Yes that’s something I’m very proud of being able to write music to those guys who are my heroes in this scene. I’d love to write an album for Chris Barnes. I love early Six Feet Under and of course the Cannibal Corpse era too. But on the first few Six Feet Under albums he really did something awesome with his voice, on those awesome songs. I’d love to write a simple straightforward death metal album for him. I’d also love to write something heavier and more epic for one of my absolute favourite vocalists, Daniel Brennare from Lake of Tears.

So a bit of a selfish question here. When are you coming to Scotland to play a gig? We have good beer and whisky! On a serious note, we have plenty of venues that you could play. Is it difficult to get each member away from their day jobs and families to put a tour together?

It would be great fun, I am very sure! And to answer your question, yes. Starting rehearsing regularly for some months and then finding time away from full time work, it’s something that takes planning these days and this music doesn’t pay any money so it would mean using up vacation days from work and I can say that some family members might not agree to that haha… I think we are on the level that weekend gigs will be our thing. The last large tour we did was 11 years ago and I have a hard time thinking we will do one again really. If we get the right offer, everything taken care of with travel and such things around, then we could surely take the time but on the level we are as a band we might not attract as much people as we need, to make arrangers happy. It is what it is really, its our own fault as we haven’t played too much live so we cant really expect people to know about us and feel the need to come and see us if we suddenly decide that we want play live here or there you know.

What can you tell us readers at Moshville Times your plans for the other bands that you are involved in?

Oh there are some… new albums soon out with Down Among The Dead Men and The Grotesquery, as well as Severed Limbs. Dead Sun will do a 2nd one too, just as the first it’s a bit of new stuff and some old stuff from the 90s on there, and a Paganizer compilation with all the material from splits and EPs from the last few years. Then I’m working on one more stuff as well, as the 2nd Garpedans album and a new project called Troikadon which will have three vocalists, David Ingram, Kam Lee and Karl Willets, which Im very excited about.

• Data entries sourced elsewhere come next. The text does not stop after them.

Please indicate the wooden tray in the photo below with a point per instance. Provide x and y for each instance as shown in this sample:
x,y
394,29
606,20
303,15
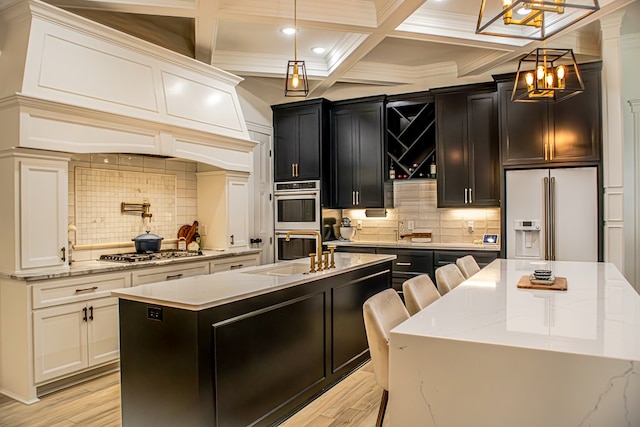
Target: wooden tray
x,y
559,285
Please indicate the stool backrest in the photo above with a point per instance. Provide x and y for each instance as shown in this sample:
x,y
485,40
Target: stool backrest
x,y
382,312
418,293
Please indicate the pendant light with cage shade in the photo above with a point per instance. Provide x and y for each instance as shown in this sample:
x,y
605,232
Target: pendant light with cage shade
x,y
296,83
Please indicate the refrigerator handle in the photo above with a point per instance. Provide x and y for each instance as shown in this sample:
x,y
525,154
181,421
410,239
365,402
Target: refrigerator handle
x,y
552,216
547,226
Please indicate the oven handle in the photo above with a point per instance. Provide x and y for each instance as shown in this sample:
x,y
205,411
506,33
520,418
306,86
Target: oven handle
x,y
314,194
293,234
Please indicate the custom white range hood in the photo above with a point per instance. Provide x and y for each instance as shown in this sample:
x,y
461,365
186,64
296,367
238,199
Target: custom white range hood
x,y
72,85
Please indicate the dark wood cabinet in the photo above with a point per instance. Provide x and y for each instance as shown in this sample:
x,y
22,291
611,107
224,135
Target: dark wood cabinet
x,y
300,142
468,147
253,361
566,132
411,136
357,128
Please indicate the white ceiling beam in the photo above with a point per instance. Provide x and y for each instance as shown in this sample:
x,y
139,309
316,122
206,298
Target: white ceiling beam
x,y
399,15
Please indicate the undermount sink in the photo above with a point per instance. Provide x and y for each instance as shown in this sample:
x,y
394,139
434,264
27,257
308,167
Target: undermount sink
x,y
282,270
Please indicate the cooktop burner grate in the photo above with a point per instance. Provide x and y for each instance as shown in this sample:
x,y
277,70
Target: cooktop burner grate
x,y
151,256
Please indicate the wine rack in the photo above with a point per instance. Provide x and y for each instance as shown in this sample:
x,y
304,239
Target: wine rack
x,y
411,138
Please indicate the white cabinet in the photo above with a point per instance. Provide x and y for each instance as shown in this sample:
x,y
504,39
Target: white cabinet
x,y
72,337
43,208
75,324
34,212
223,209
169,272
234,263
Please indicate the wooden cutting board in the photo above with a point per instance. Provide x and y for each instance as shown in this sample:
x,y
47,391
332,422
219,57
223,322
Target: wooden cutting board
x,y
559,285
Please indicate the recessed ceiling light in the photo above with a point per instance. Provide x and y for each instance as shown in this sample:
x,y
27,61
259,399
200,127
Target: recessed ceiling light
x,y
288,30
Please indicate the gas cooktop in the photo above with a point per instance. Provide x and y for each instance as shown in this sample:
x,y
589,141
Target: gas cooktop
x,y
150,256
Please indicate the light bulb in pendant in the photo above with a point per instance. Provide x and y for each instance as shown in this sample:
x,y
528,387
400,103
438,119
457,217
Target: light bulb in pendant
x,y
295,79
549,79
528,78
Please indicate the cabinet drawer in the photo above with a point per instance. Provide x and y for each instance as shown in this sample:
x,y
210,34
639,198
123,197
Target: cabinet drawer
x,y
410,261
63,291
169,272
234,263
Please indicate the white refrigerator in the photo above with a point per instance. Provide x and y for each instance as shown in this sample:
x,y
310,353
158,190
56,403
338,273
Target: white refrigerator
x,y
552,214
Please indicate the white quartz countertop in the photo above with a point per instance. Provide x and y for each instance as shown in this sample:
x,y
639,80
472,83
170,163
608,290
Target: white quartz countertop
x,y
598,315
415,245
80,268
201,292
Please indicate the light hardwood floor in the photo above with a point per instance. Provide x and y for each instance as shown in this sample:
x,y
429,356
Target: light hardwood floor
x,y
352,402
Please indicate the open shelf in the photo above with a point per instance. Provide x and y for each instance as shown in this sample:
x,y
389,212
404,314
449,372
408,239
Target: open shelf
x,y
411,137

A fun question to end this interview.  If you were a DJ and were allowed to bring 5 CDs to the party, what would they be?

Good question! Well I would bring these I think:

  1. Massacre – From Beyond
  2. Six Feet Under – Haunted
  3. Iron Maiden – Somewhere in Time
  4. Skinny Puppy – Too Dark Park
  5. Sentenced – Frozen

Any last message for our readers here at Moshville Times?

If you like ugly yet catchy music, check out the new Paganizer album! You might not be disappointed!

I thank Rogga for taking the time out to answer these questions. I wish himself, band mates and future endeavours the best as I feel we shall be hearing from them for quite some time yet!!!